Soll im Wald Windenergie produziert werden? Und wenn ja: Wo? Dazu diskutierten Exponentinnen und Exponenten mit unterschiedlichsten Positionen im Rahmen des SFV-Fachseminars «Gefährdet die Energiepolitik die Waldleistungen? Erneuerbare Energien: Was auf dem Spiel steht».

01.11.2024

Forstverein · Société forestière

Der Wald steht unter Druck. Es gibt unterschiedliche Forderungen an die Waldnutzung. Auch geniessen Klimaschutz und die Förderung der erneuerbaren Energien gegenwärtig einen hohen Stellenwert. Dass die Herausforderungen gross sind, bestritt niemand der rund 80 Anwesenden am Fachseminar des Schweizerischen Forstvereins (SFV) (Abbildung 1). Windkraftanlagen stehen im Widerspruch zu den Zielen der Walderhaltung. Die Lösungswege für den Umgang mit zahlreichen Zielkonflikten sind aber umstritten, wie die engagierten Diskussionen zeigten.

Einführend lieferten Referate, die alle in der SZF 4/2024 publiziert sind, fachliche Inputs für das nachfolgende Podiumsgespräch. Adrienne Grêt-Regamey, Professorin am Lehrstuhl Planung von Landschaften und Umweltsystemen (PLUS) der ETH Zürich, präsentierte Modellrechnungen zum Spannungsfeld der vielen Ansprüche für die Schweiz. Explizit suchte sie mit ihrem Forschungsteam nach den besten Standorten für die Produktion erneuerbarer Energie unter Berücksichtigung von Schutzstatus, Präferenzen aus Bevölkerungsumfragen und unterschiedlichen Strategien (z.B. Energieeffizienz, Erhalt von Ökosystemleistungen, Vermeidung sozialer Konflikte) (Abbildung 2). Die Modellierungen zeigen, dass es aus Sicht der Bevölkerung keine «ideale» Energielandschaft gibt, aber solche, die besser sind als andere. Mehrere Befragungen förderten zutage, dass unberührte Alpenlandschaften zwar tabu bleiben, aber die Akzeptanz von Energieanlagen in Tourismusregionen grösser geworden ist. Die Wahrnehmung der Landschaft mit Energieanlagen (Landscape-Technology-Fit) beeinflusst Präferenzen, ist aber über die Zeit veränderbar. Mögliche Standorte hängen auch von Gesetzen (z.B. Waldgesetz oder Fruchtfolgeflächen) ab.

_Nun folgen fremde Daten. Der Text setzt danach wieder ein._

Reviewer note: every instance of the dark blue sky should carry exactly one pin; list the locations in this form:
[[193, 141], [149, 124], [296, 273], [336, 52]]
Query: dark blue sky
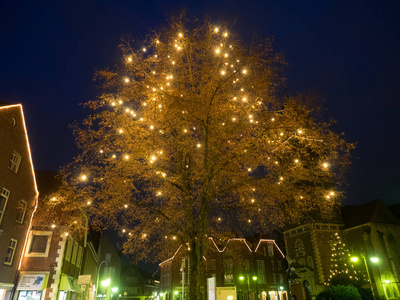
[[349, 51]]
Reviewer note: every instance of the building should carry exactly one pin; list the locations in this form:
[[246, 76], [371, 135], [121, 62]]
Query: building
[[369, 231], [109, 267], [233, 262], [137, 284], [18, 194], [52, 260]]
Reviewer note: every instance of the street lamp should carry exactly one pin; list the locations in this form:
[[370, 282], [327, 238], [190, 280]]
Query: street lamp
[[373, 259], [241, 278], [98, 275]]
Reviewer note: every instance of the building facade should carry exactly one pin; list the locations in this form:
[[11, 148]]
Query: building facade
[[371, 237], [257, 269], [18, 194]]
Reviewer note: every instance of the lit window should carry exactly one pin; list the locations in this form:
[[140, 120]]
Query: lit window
[[279, 262], [74, 253], [4, 195], [21, 211], [10, 252], [270, 249], [38, 244], [280, 278], [70, 243], [15, 162], [260, 264], [213, 264]]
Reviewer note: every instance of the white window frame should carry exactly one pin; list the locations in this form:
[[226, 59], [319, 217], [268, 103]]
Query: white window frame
[[68, 250], [14, 248], [25, 204], [29, 244], [15, 162], [5, 194], [74, 253], [270, 249]]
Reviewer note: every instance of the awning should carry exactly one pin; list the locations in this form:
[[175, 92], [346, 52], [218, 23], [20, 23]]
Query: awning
[[32, 282], [69, 283]]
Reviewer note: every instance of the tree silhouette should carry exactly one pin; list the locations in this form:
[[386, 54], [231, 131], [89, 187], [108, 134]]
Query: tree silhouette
[[192, 138]]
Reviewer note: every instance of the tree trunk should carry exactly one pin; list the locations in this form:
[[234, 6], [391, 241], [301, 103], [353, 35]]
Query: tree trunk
[[196, 267]]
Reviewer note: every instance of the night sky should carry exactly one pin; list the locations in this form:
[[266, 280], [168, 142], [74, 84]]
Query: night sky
[[348, 51]]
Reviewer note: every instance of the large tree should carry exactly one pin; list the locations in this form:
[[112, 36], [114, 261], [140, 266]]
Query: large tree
[[192, 137]]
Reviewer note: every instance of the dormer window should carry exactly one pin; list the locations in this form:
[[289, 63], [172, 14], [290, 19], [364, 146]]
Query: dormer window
[[15, 162]]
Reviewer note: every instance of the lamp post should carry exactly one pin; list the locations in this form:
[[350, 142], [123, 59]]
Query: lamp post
[[241, 278], [98, 275], [372, 259]]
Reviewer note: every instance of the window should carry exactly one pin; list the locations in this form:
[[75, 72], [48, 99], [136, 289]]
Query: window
[[260, 265], [270, 249], [74, 253], [228, 278], [38, 244], [79, 258], [246, 265], [213, 264], [4, 195], [70, 243], [21, 211], [261, 278], [228, 266], [280, 276], [10, 252], [15, 162]]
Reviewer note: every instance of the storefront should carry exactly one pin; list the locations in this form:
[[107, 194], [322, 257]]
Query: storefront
[[31, 286], [68, 288]]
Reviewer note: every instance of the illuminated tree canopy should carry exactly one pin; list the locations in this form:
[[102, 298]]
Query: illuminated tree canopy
[[193, 138]]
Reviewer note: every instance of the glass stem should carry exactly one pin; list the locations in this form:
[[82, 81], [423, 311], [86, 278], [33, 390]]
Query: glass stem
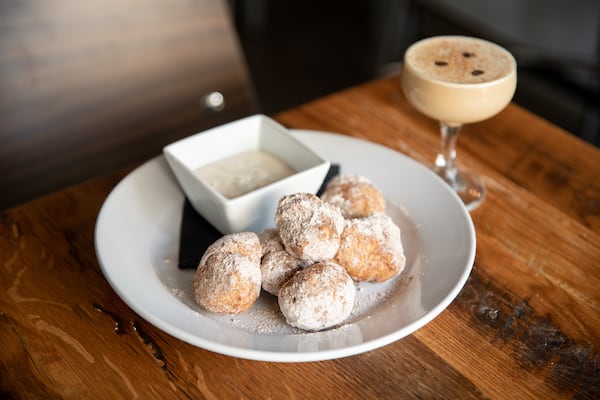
[[445, 162]]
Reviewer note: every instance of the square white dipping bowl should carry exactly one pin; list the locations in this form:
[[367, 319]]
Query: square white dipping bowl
[[255, 210]]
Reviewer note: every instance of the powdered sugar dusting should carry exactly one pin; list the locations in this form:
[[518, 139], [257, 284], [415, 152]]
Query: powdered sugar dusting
[[317, 297], [309, 228], [402, 292]]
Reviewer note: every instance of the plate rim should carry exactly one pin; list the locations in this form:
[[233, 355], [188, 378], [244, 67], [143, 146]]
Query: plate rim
[[288, 356]]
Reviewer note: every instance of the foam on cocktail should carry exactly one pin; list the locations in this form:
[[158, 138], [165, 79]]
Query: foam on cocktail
[[460, 60]]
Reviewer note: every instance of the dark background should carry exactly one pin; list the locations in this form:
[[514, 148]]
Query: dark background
[[300, 50]]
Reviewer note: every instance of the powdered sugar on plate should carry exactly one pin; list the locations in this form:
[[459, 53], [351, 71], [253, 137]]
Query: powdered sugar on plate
[[265, 317]]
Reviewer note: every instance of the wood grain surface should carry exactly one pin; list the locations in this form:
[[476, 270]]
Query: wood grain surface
[[526, 325]]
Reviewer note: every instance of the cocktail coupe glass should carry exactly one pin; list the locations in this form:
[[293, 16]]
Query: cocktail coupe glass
[[458, 80]]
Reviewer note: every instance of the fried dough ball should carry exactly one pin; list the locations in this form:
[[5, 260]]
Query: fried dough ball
[[371, 248], [318, 297], [277, 265], [355, 195], [309, 228], [228, 278]]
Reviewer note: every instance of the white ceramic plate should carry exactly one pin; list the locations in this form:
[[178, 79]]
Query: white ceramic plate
[[137, 236]]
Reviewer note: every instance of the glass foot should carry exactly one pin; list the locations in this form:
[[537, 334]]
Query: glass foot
[[468, 187]]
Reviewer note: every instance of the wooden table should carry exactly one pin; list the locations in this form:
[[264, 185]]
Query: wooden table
[[526, 325]]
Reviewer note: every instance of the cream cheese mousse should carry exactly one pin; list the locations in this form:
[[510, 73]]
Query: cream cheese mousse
[[458, 80]]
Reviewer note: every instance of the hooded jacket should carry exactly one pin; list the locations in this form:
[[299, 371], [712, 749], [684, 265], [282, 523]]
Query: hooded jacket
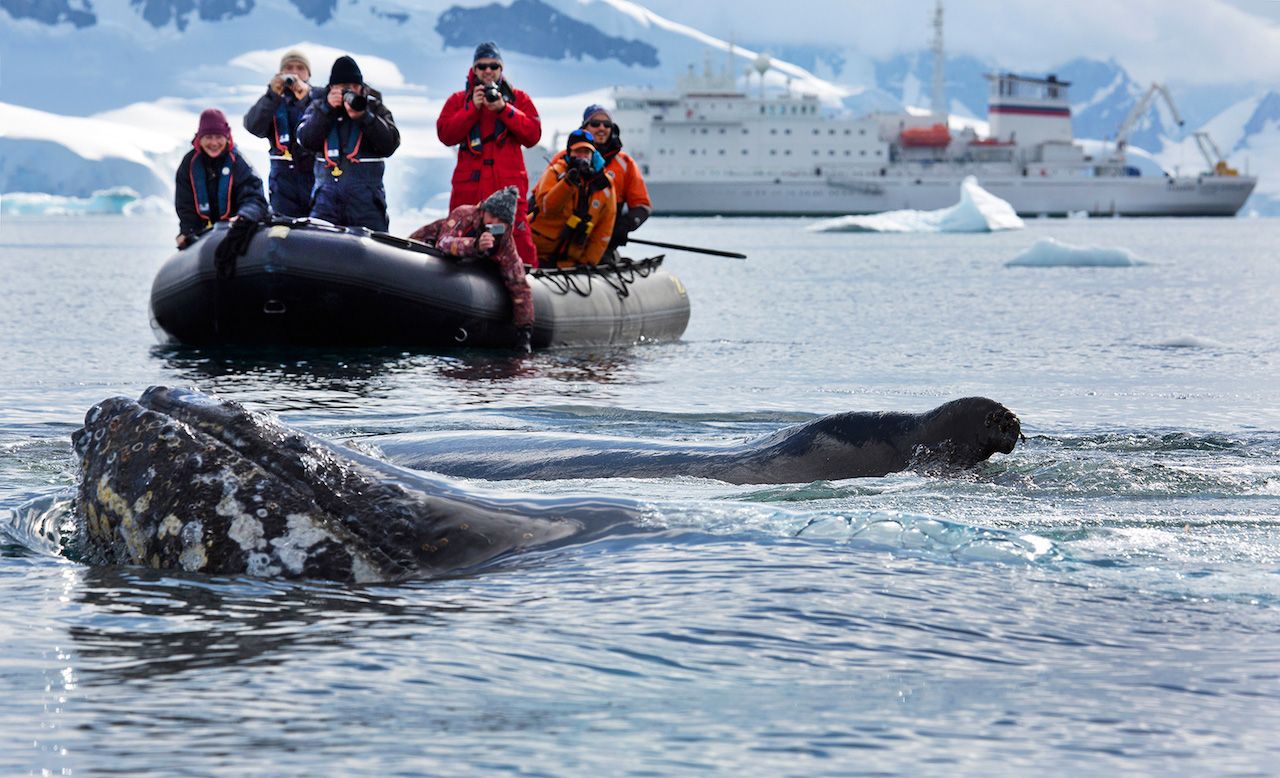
[[489, 142]]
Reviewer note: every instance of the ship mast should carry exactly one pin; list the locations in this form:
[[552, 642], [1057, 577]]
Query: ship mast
[[940, 97]]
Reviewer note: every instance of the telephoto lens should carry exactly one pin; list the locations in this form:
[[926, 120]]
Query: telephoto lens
[[355, 100]]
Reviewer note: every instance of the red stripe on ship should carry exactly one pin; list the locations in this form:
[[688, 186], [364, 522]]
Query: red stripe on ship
[[1029, 110]]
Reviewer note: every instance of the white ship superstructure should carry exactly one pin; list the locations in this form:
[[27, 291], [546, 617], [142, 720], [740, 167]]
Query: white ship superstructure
[[713, 149]]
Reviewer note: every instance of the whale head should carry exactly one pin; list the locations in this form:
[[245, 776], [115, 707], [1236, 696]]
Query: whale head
[[181, 480]]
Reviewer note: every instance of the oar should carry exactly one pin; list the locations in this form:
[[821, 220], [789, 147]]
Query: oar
[[714, 252]]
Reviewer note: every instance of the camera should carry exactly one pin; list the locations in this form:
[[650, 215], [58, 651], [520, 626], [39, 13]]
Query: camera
[[355, 100]]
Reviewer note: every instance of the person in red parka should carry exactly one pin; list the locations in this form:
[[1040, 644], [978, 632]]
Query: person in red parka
[[489, 131]]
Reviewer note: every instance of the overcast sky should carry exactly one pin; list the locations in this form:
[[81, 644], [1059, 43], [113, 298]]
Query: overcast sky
[[1196, 41]]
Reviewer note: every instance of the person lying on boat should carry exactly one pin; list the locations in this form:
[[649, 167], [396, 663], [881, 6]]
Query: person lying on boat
[[489, 122], [485, 229], [352, 132], [275, 117], [575, 206], [214, 183]]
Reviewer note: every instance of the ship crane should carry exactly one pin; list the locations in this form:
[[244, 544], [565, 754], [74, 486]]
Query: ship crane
[[1207, 147]]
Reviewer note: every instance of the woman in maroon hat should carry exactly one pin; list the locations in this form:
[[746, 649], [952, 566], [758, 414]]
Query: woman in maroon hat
[[215, 183]]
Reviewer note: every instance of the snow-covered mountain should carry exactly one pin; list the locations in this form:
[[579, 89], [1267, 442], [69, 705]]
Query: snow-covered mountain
[[106, 94]]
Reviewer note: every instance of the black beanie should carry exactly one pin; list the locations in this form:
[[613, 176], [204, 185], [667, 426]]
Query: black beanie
[[344, 71], [487, 50], [502, 204]]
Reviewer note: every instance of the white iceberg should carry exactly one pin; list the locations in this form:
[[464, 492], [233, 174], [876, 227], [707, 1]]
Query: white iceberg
[[1048, 252], [115, 201], [978, 211]]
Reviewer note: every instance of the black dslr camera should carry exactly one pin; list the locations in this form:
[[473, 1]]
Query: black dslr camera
[[355, 100]]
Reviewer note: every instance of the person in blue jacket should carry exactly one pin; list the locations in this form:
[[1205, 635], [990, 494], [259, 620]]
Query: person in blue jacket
[[275, 117], [214, 183], [350, 129]]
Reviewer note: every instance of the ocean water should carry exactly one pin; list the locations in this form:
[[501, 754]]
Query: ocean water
[[1106, 599]]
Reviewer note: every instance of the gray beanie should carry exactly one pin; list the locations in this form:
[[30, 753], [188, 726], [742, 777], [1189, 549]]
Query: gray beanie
[[502, 204]]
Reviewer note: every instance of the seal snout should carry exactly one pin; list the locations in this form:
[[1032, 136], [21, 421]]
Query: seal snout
[[1006, 429]]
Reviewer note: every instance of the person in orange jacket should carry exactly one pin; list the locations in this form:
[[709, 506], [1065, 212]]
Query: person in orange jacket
[[489, 122], [575, 206]]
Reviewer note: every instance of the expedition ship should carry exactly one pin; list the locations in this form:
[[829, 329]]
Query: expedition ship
[[712, 149]]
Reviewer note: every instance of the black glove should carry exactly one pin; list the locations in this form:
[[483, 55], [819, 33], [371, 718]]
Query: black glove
[[234, 245]]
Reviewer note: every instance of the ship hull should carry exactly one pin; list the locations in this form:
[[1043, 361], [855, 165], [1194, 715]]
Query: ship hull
[[1031, 196]]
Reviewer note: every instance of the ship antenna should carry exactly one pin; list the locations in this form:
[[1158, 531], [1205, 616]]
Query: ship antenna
[[940, 97]]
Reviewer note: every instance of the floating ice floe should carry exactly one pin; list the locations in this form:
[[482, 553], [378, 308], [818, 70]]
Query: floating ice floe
[[978, 211], [1048, 252], [117, 201]]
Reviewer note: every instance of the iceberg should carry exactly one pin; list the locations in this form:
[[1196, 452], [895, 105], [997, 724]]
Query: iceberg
[[978, 211], [117, 201], [1048, 252]]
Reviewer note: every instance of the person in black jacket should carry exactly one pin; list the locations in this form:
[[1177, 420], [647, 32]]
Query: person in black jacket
[[214, 183], [275, 117], [352, 133]]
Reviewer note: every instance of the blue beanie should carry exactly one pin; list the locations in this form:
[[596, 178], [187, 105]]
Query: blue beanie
[[488, 50], [595, 108]]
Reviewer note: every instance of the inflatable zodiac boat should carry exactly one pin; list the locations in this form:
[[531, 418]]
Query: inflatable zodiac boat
[[307, 283]]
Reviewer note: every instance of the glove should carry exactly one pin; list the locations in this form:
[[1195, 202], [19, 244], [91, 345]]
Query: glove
[[234, 245]]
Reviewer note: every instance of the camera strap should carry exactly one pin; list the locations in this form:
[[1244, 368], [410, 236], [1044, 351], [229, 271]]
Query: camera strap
[[334, 149]]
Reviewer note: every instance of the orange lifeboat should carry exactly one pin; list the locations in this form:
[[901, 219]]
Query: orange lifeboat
[[932, 136]]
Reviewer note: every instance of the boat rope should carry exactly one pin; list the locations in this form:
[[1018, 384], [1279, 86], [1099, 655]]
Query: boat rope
[[618, 275]]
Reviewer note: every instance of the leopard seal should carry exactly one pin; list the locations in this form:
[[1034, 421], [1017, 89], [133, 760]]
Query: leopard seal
[[955, 435], [186, 481]]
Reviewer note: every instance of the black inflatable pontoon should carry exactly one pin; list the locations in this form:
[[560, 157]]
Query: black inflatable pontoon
[[306, 283]]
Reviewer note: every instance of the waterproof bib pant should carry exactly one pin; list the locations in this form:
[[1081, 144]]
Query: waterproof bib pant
[[291, 183], [355, 198]]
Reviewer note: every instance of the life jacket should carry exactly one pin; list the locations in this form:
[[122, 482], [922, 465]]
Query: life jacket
[[218, 207]]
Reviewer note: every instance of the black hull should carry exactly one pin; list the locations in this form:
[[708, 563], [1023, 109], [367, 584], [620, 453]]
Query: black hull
[[316, 285]]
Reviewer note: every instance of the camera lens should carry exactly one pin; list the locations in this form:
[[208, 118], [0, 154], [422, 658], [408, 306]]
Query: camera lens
[[356, 101]]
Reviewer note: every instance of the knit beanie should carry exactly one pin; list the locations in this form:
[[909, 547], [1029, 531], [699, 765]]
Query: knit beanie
[[213, 123], [579, 137], [595, 108], [487, 50], [293, 55], [344, 71], [502, 204]]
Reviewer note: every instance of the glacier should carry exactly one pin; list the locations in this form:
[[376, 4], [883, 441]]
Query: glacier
[[978, 211]]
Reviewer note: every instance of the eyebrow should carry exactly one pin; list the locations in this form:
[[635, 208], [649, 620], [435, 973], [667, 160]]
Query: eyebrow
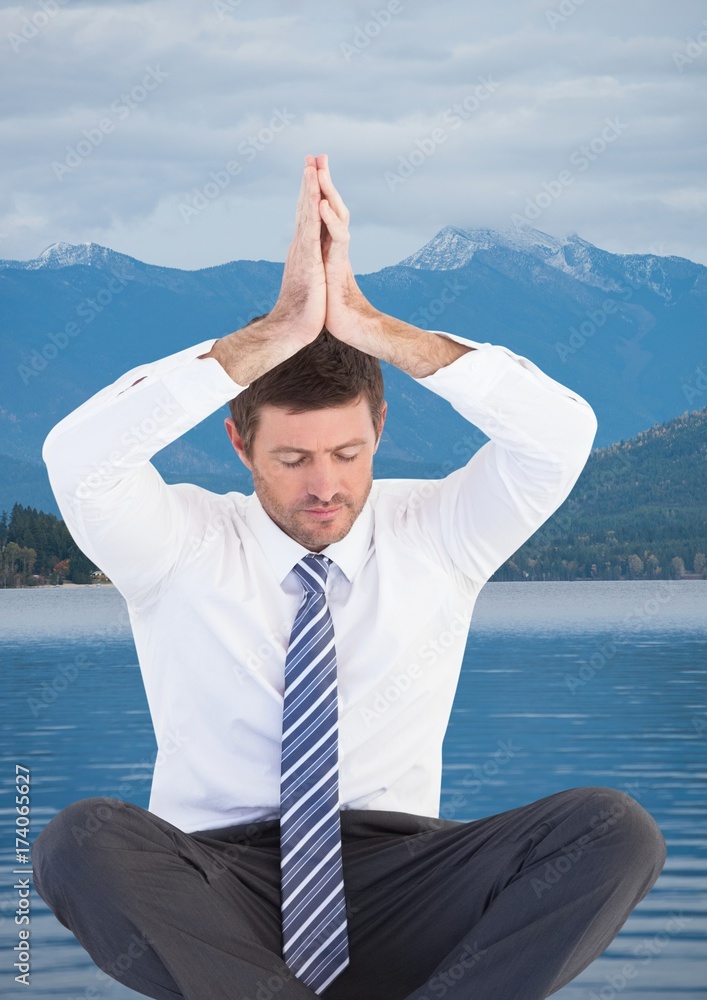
[[305, 451]]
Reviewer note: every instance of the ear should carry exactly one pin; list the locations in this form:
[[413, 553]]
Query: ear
[[384, 410], [237, 441]]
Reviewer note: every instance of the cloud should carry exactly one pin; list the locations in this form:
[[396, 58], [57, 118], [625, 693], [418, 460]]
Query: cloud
[[146, 104]]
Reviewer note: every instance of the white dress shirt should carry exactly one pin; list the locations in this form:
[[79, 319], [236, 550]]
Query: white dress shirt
[[212, 596]]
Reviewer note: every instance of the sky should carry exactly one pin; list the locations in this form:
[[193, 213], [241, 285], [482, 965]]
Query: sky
[[175, 130]]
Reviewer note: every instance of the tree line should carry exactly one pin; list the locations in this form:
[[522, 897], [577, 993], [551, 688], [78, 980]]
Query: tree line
[[36, 548]]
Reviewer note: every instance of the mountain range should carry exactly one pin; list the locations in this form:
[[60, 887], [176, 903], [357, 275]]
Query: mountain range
[[626, 331]]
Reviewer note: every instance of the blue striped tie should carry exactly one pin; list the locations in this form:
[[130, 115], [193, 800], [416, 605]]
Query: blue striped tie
[[314, 934]]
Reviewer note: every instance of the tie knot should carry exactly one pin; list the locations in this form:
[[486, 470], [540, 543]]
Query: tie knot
[[312, 570]]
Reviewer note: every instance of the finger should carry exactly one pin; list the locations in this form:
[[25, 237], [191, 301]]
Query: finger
[[328, 190], [308, 219], [338, 230]]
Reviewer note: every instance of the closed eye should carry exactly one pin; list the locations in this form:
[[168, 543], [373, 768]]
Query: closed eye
[[343, 458]]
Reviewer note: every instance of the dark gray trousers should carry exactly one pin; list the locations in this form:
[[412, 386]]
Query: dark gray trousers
[[509, 907]]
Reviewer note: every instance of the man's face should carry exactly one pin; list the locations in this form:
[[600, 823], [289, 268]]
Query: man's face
[[313, 471]]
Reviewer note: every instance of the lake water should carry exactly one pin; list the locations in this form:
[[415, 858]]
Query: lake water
[[588, 683]]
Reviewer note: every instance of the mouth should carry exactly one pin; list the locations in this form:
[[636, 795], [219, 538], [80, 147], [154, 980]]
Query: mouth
[[322, 513]]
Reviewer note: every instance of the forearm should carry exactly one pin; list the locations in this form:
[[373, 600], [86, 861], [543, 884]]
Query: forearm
[[121, 427], [252, 351], [417, 352]]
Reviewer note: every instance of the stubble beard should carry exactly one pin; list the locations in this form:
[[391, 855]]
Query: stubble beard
[[293, 521]]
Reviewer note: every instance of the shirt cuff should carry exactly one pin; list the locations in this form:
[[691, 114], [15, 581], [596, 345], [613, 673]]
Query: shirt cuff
[[471, 376], [200, 385]]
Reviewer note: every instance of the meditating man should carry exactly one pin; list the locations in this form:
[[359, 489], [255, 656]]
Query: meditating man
[[293, 846]]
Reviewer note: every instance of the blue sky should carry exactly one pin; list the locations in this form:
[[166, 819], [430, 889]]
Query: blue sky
[[175, 130]]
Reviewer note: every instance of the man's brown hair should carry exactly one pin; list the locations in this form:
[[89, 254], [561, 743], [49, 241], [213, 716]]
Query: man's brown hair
[[325, 373]]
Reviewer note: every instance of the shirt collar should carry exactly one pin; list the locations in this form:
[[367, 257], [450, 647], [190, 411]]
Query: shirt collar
[[282, 551]]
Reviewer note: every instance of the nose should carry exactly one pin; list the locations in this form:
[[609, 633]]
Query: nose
[[322, 481]]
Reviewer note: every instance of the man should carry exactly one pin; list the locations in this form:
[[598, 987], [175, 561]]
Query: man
[[292, 640]]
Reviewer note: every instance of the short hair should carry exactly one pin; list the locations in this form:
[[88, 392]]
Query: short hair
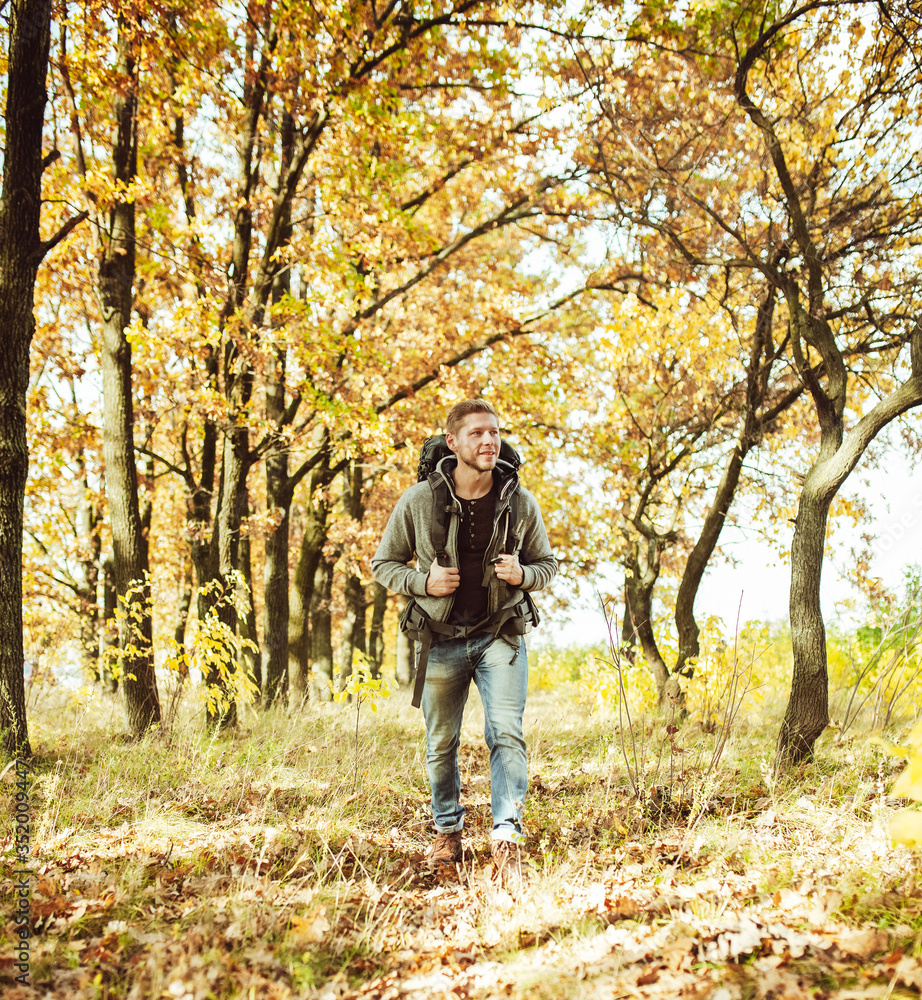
[[463, 409]]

Viele Veränderungen in der Gesetzgebung

Bruno Röösli, Leiter der Arbeitsgruppe Waldrecht der Konferenz der Kantonsförster (KOK), präsentierte in Vertretung von Thomas Abt die rechtlichen Rahmenbedingungen. Das Schweizer Stimmvolk sagte im vergangenen Juni klar Ja zum Bundesgesetz über eine sichere Stromversorgung mit erneuerbaren Energien. Neu gelten Windenergieanlagen und ihre Erschliessungswege im Wald grundsätzlich als standortgebunden, wenn sie von nationalem Interesse sind und bereits eine strassenmässige Erschliessung im Sinne einer forstlichen Strasse besteht. Rodungsbewilligungen sind weiterhin notwendig. Die verschiedenen Rodungskriterien wie die Voraussetzungen der Raumplanung müssen erfüllt sein, dazu haben die Kantone Eignungsgebiete für Windenergie in Richtplänen auszuscheiden. Die Festsetzung erfolgt auf der Basis einer breiten Interessenabwägung, die sämtliche Grundlagen, insbesondere im Bereich des Arten- und Landschaftsschutzes sowie der Walderhaltung und des Kulturlandschutzes inklusive Fruchtfolgeflächen, einbezieht.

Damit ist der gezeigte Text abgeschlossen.